Un cambiamento di funzione che inaugurò una nuova epoca nella storia dell'edificio lo si ebbe nell'anno 1537, quando il viceré don Pedro de Toledo, dopo averlo confiscato al proprietario, decise di trasformarlo nel tribunale del Regno, riunendovi tutte le corti di giustizia sparse in diverse sedi in tutta la città: il Sacro Regio Consiglio, la Regia Camera della Sommaria, la Gran Corte Civile e Criminale della Vicaria e il Tribunale della Zecca. Per adattarlo al suo nuovo ruolo di grande palazzo di Giustizia, fu radicalmente modificato dagli architetti Ferdinando Manlio e Giovanni Benincasa: furono eliminate tutte le strutture tipicamente militari e fu ripensato nei suoi spazi interni, mentre i sotterranei furono destinati a prigione dotata di attrezzatissime camere di tortura.[2]
Trasformazioni e restauri
Nella sua lunga storia, Castel Capuano ha subito numerosi interventi di trasformazione e restauro che ne hanno profondamente cambiato la fisionomia. Già sotto Federico II furono rifatte le mura esterne, con l'apertura delle finte finestre della facciata principale. Durante il periodo aragonese, come è stato detto sopra, venne inglobato dentro la nuova cinta muraria cittadina ed ebbe, prima sotto Alfonso il Magnanimo e poi sotto il duca di Calabria, consistenti interventi di abbellimento prettamente legati alle decorazioni dei saloni, delle logge e del giardino. Il grande rifacimento commissionato da Don Pedro de Toledo utilizzò l'antico impianto della fabbrica, mantenendone la monumentalità, ma privandolo del giardino e di tutti gli abbellimenti decorativi e strutturali fatti appore dagli Aragonesi. Nei decenni successivi vi furono commissionati molteplici interventi decorativi, legati alla sua nuova funzione di tribunale; come non citare al riguardo gli affreschi eseguiti dallo spagnolo Pedro de Rubiales (in precedenza collaboratore del Vasari a Roma) negli ambienti della Regia Camera della Sommaria nel biennio 1547-1548 (pervenutici oggi sono nello spazio dell'Oratorio) e quelli realizzati nel 1608 dal greco-napoletanizzato Belisario Corenzio in quattro "rote" del Sacro Regio Consiglio, visibili ancora in ben tre sale. Nel breve periodo vicereale-austriaco (nonostante la scarsità di notizie) è certo che vennero commissionate ulteriori aggiunte decorative, ispirate nell'esecuzione al nascente gusto rococò, come testimoniato da un superstite boudoir del 1725 affrescato sulle volte e sulle pareti da Antonio Maffei e Tommaso Alfano, sotto la direzione di Ferdinando Sanfelice[3]. Anche nel periodo borbonico gli interventi si limitarono all'aggiunta di nuovi affreschi di carattere prettamente profano: nel 1752 il Salone del Sacro Regio Consiglio venne dipinto negli ornati parietali (tuttora sopravvissuti) da Carlo Amalfi e Giovan Battista Natali, mentre della volta (perduta e sostituita nei primi decenni del '900 da un cassettonato ligneo) se ne occupò il solimenescoLeonardo Olivieri; nel 1770 Antonio Cacciapuoti affrescò insieme ad una squadra di pittori "ornamentisti" il Salone della Sommaria (oggi noto come Salone dei Busti).
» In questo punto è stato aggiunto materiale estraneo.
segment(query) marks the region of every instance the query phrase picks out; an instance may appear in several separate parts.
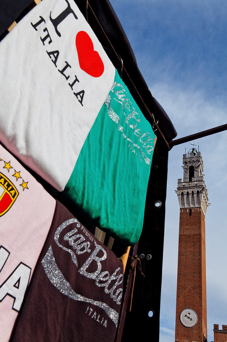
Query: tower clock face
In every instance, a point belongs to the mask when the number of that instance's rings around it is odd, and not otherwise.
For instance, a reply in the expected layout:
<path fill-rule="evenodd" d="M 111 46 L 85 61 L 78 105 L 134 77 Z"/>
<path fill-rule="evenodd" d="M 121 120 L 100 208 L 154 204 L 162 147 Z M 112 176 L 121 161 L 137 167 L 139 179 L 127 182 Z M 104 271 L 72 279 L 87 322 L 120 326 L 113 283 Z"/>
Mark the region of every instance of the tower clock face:
<path fill-rule="evenodd" d="M 185 309 L 181 314 L 180 319 L 185 327 L 192 328 L 197 323 L 198 316 L 196 312 L 192 309 Z"/>

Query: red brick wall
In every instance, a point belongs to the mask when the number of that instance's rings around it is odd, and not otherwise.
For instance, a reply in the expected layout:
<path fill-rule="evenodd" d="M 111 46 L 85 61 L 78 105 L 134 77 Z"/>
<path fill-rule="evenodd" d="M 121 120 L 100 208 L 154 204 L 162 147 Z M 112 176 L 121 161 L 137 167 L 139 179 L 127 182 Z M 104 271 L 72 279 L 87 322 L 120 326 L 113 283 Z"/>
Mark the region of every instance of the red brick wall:
<path fill-rule="evenodd" d="M 179 226 L 175 339 L 203 342 L 207 333 L 205 218 L 201 208 L 192 208 L 191 216 L 189 208 L 188 212 L 181 209 Z M 191 328 L 180 319 L 187 307 L 198 315 L 197 323 Z"/>
<path fill-rule="evenodd" d="M 223 325 L 222 330 L 219 330 L 218 324 L 214 324 L 214 342 L 227 341 L 227 326 Z"/>

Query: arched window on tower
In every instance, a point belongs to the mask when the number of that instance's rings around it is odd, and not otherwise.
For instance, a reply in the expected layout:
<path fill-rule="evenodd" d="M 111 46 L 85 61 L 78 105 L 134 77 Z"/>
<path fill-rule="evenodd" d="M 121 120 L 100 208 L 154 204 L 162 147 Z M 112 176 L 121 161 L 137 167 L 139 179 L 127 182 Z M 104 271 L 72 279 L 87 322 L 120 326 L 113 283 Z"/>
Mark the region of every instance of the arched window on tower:
<path fill-rule="evenodd" d="M 195 197 L 194 196 L 194 192 L 193 190 L 192 192 L 192 200 L 191 200 L 191 205 L 193 207 L 195 207 Z"/>
<path fill-rule="evenodd" d="M 182 207 L 184 207 L 184 193 L 182 192 L 181 194 L 181 205 Z"/>
<path fill-rule="evenodd" d="M 190 207 L 190 200 L 189 199 L 189 193 L 187 191 L 186 193 L 186 205 L 187 207 Z"/>
<path fill-rule="evenodd" d="M 192 179 L 193 177 L 194 176 L 194 167 L 193 165 L 191 165 L 191 166 L 189 167 L 188 169 L 189 181 L 192 182 Z"/>
<path fill-rule="evenodd" d="M 199 198 L 199 192 L 197 190 L 196 192 L 196 205 L 200 207 L 200 199 Z"/>

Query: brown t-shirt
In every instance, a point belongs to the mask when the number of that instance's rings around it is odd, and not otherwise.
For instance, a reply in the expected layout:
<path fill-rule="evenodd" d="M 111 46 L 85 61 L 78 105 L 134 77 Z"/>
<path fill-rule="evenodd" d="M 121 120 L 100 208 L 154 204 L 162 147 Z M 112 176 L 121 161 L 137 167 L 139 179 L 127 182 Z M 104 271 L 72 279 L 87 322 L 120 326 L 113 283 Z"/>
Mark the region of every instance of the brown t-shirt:
<path fill-rule="evenodd" d="M 113 341 L 123 264 L 57 201 L 14 342 Z"/>

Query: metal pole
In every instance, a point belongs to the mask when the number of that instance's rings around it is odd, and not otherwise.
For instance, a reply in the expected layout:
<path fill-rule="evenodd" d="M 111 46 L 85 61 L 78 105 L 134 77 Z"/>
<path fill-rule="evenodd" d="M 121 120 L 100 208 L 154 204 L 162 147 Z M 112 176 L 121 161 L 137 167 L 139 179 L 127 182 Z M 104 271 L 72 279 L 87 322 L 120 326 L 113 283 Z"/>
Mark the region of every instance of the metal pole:
<path fill-rule="evenodd" d="M 217 127 L 214 127 L 214 128 L 210 128 L 206 131 L 203 131 L 202 132 L 200 132 L 198 133 L 192 134 L 191 135 L 184 136 L 183 138 L 176 139 L 175 140 L 171 140 L 169 143 L 169 145 L 171 148 L 173 146 L 179 145 L 183 143 L 187 142 L 188 141 L 190 141 L 190 140 L 192 140 L 194 139 L 202 138 L 203 136 L 207 136 L 208 135 L 210 135 L 212 134 L 218 133 L 220 132 L 226 131 L 226 130 L 227 130 L 227 123 L 222 125 L 222 126 L 218 126 Z"/>

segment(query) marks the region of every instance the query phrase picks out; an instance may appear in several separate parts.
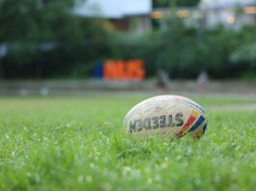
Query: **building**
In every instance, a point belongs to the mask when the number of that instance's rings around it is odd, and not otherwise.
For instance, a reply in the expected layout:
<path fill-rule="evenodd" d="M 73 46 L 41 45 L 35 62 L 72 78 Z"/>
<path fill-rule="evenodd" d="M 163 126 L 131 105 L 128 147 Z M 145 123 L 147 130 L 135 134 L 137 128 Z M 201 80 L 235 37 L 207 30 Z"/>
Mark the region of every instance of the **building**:
<path fill-rule="evenodd" d="M 201 0 L 198 7 L 157 8 L 152 13 L 153 19 L 158 19 L 164 29 L 170 11 L 184 18 L 188 26 L 198 27 L 199 22 L 206 29 L 223 26 L 239 29 L 243 25 L 256 24 L 256 0 Z"/>
<path fill-rule="evenodd" d="M 256 0 L 201 0 L 199 10 L 207 28 L 256 24 Z"/>
<path fill-rule="evenodd" d="M 152 0 L 87 0 L 73 12 L 82 16 L 106 18 L 118 31 L 143 34 L 151 29 Z"/>

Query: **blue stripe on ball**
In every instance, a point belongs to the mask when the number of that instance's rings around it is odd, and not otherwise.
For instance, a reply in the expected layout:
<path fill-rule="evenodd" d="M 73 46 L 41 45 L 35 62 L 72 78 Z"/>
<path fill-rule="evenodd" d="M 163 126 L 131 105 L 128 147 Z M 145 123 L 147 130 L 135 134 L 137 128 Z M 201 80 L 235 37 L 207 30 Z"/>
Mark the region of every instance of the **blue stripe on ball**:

Al triennio 1856-1858 va ricondotta l'opera di modifica del castello più profonda dai tempi di Don Pedro: sotto la guida dell'ingegnere Giovanni Riegler, intervenuto originariamente per riparare un dissesto, fu rinnovata la facciata principale e i balconi furono ritrasformati in finestre, scomparvero le arcate del pianterreno e fu costruito un marciapiede lungo tre lati. Il Salone dei Busti che aveva perso gli affreschi della volta a causa di infiltrazioni d'acqua non contrastate per decenni, venne ridecorato (rispettando le parti superstiti) dai pittori pugliesi Biagio Molinaro e Ignazio Perricci. Dopo l'Unità d'Italia sulla facciata esterna fu affisso lo scudo di Casa Savoia, in sostituzione di quello borbonico. Nel corso di ulteriori e meno significativi lavori d'inizio Novecento furono eseguiti presso le fondazioni del castello alcuni scavi, che portarono alla luce dei frammenti di iscrizioni lapidee che hanno confermato la presenza nei pressi dell'antico Gymnasium. Da scavi effettuati nel 1913 sono emerse invece delle tombe con vasi in terracotta e lapidi con iscrizioni latine, che proverebbero il successivo adattamento dell'area alla funzione di cimitero.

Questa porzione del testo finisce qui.